Strange question, I know. Would it be good or bad? Would you deploy something you know will break at some point? Car manufacturers certainly do, and other industries are doing it too. Are you releasing software that will break? I know you don’t mean to, but that is why you have monitoring and failover systems set up in the first place.
Now that we established that almost every software engineer is guilty of deploying broken software at some point, we can move on and think about how we can turn that into something useful.
An important addition: If lives are at stake, please do everything you can to avoid deploying software you know might break, looking at you Boeing.
Shipping bugs to production cannot be a good thing, or can it? How can we increase the value of applications? And how might intentionally breaking things help?
Code in the broadest sense is executable knowledge. It has embedded assumptions about the world in a form that is translatable into machine instructions. That makes it somewhat similar to math. In math, our brains run the instructions. The formulas and solutions are embeddings of our knowledge of the observable universe.
Math also evolves, or more so, our understanding of the world evolves and then finds it’s way back into math. But sometimes the opposite is also true where math informs us of new ways to think about the world.
A trivial assumption could thus be that indeed, value creation has a lot to do with forming a better understanding of the world around us.
Our understanding of the world is primarily gained by probing and observing. This means whatever we study needs to have an observable outcome that functions as input to a new hypothesis - this, on a very basic level, describes the scientific method.
However, in software, if we randomly delete or change instructions in source code, the only outcome we get is whether it builds or not. Not so meaningful. What is missing here is the educated guess every good scientist takes before probing the world with an experiment she created.

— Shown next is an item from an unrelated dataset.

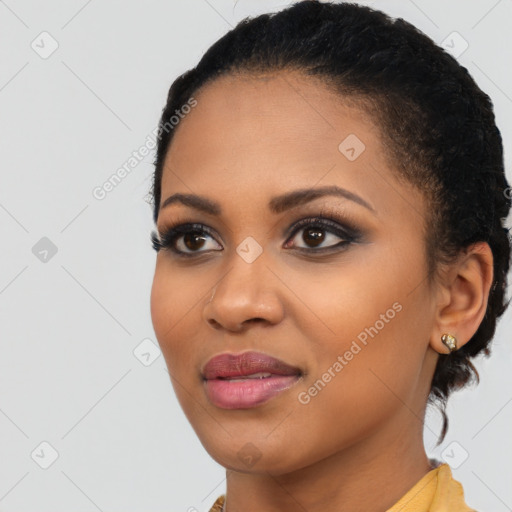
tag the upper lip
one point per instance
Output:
(246, 363)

Let us leave the scientific method aside for a brief moment and look at nature. Nature gets a few things right when it comes to evolution. When we transfer the dynamics of code, knowledge, and value to lifelike dynamics, we might find something more useful to perform than manipulating AST-Nodes and waiting for it to build.
In this setting, code and knowledge can be translated as DNA. Value and destruction as life and death. The dynamics of survival are key in this thought experiment. Software is only ever useful when it is used, right? And the good thing is that we already have a concept for this: -> dead code. Yet, dead code, in most languages and tools, is only found during compile/parse time, not during run time. Our survival function must take in the actual used and unused parts of the code* to determine the survival, not just a static analysis.
Suppose now we know what parts of the code are used. That is our educated guess we needed from above.
Do you now remove a class that was only used once in 14 days, or do you keep it around? What would nature do? What would we gain if it were gone? Code that is rarely used could still provide a lot of value, for instance, a monthly expense report that only needs to run once - but is part of a large codebase.
The value of deleting code is a leaner, more fit for purpose codebase. The good part about this is deleting code based on usage can be automated.
Back to nature, we manipulate the code e.g., DNA, through our understanding of value, which in this case, is whether the code is used or not.
To recap, you need to understand the value creation of your software and how that is made up to be able to augment evolving it through automation.
Several strategies can help with finding parts of the code that are not participating in value creation. The only one that makes sense, in my opinion, is to use lines covered during a more extended period of execution in production.
Gather metrics on the actual usage and cut the most unused parts and make them into their own projects applying the same principle again. Rinse and repeat. This is basically how to cut down a monolith. A little inspired by nature.